As this is written, I’m beginning my third month of a scheduled 90-day ‘test’ in a new, zero-miles Miata. Although not the package commemorating the Miata’s 25th anniversary, the PRHT variant incorporates as many bells-and-whistles as a Miata can reasonably offer, while still remaining a Miata and not – thankfully – the Lexus SC 430. And while a loan of this type might skew objectivity, know that in my off-and-on, 25-year association with Mazda’s quintessential (quintessence: the essence of a thing in its purest and most concentrated form) sports car, rarely have I been objective. The car obviously has its shortcomings, which are more pronounced as well-equipped editions head north of $30K, but its many positives completely overwhelm any and all perceived negatives. And objectivity is so overrated…

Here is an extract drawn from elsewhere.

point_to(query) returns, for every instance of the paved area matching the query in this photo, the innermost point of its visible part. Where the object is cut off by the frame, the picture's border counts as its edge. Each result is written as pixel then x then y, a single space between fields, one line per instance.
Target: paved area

To obtain a proper perspective on Mazda’s Miata in 1989, you need to go back to, say, 1964. Despite the many associations made between the Miata’s debut and Brit roadsters of a generation earlier, the Miata had far less in common with the MGB and (Triumph) TR-4 than it did with Lotus’ nascent Elan, which was slowly – albeit ‘quickly’ – seeping into the sportscar consciousness. Unbelievably light and oh-so-contemporary, the Elan was for enthusiasts of Jag’s E-Type unable to cope with the excessiveness of Jag’s E-Type. With its backbone frame (think F1 monocoque, but upside down), fully independent suspension and oh-so-sweet twin-cam four, the Elan was everything a young Boomer might want; assuming, of course, the 18-20-year old was equipped with a generous allowance – or his own trust fund. Lotus’ Jim Clark drove one and Tom McCahill tested one; that was enough for me.
A generation later, as a smallish cadre of Mazda execs contemplated a revival of the classic 2-place roadster, the Elan was fully on their radar. With emissions, safety and volume concerns (Mazda, of course, was needing to sell more than a few hundred a year, and none would be sold – like the Elan – in kit form), the Miata would be longer and heavier than the tiny Lotus. Its shape, however, would bear a strong resemblance to the iconic roadster, the engine would be a classically sculpted twin-cam four (of almost identical capacity), and the sheetmetal would emulate as closely as possible the Elan’s organically-sculpted fiberglass.
By the end of the ’80s, having suffered eight years of Reagan’s trickle-down economics, the country was as ready for an automotive diversion, and Mazda’s Miata would supply it. Launched as a 1990 model, it was Katy-bar-the-door in Mazda showrooms, as public interest resulted in a seller’s market for the two-seater.
A friend, Winston Gordon, was managing Freeman Mazda in Dallas as the Miata was introduced. Winston wasn’t old enough to have been present at the birth of import sales, but in his sales role at Dallas’ Precision Motors he certainly had the chance to familiarize himself with virtually all of the contemporary offerings. As Winston relates, the Miatas “were an instant success. For a good while we were selling them at MSRP, plus charging $295 for ‘dealer prep and service’.” That $300 surcharge would be closer to $750 in today’s dollars, and while dealers still engage in outrageous markups for added services (check the typical pricing for filling your tires with nitrogen), they typically don’t do it on Mazda showrooms.
Winston also noted the very real void within the convertible marketplace in late ’89 and early 1990. Triumph and MG had been out of the U.S. for some time, while Alfa – which continued to soldier on with its dated (if not outdated) Spider – had a dubious rep for both reliability and retail network. In short, there was a yawning chasm that Mazda execs and retailers were only too happy to drive through.
Writer Preston Lerner’s earliest recollection of the Miata has – as he puts it – “less to do with the car itself than the reaction to it. The car had just debuted, to strong sales and universal hosannas, and I was assigned to write a story about the buzz. I remember talking to a prominent automobile analyst (who) told me, with the unshakable conviction of the thoroughly misinformed, that the Miata was the beneficiary of pent-up demand for two-seat sports cars. But as soon as this demand dissipated, the big seller was going to be the Mercury Capri, which, he insisted, had everything the Miata offered – plus two more seats.
The Capri is long forgotten, of course, while the Miata is celebrating its 25th anniversary. What the analyst failed to realize is that the Miata wasn’t just a means of transportation. It was a state of mind. Driving it put a smile on your face. A handful of critics complained that it didn’t boast the heritage of the British sports cars it rendered instantly obsolete. And a few naysayers would later complain that it was a chick car. Bullshit. The Miata was a near-perfect amalgam of spunky good looks and satisfying performance. Top up or down, in traffic or on the open road, the car was fun, fun, fun.”
Today Preston races a Spec Miata, essentially a stock Miata with suspension tweaks and safety gear. Boasting 113 horsepower, Preston notes its steering is “magically direct, the gearbox is seamless and the brakes are superb. And even when the car isn’t going fast, you still FEEL like you’re moving quickly, which is just the opposite of modern cars.”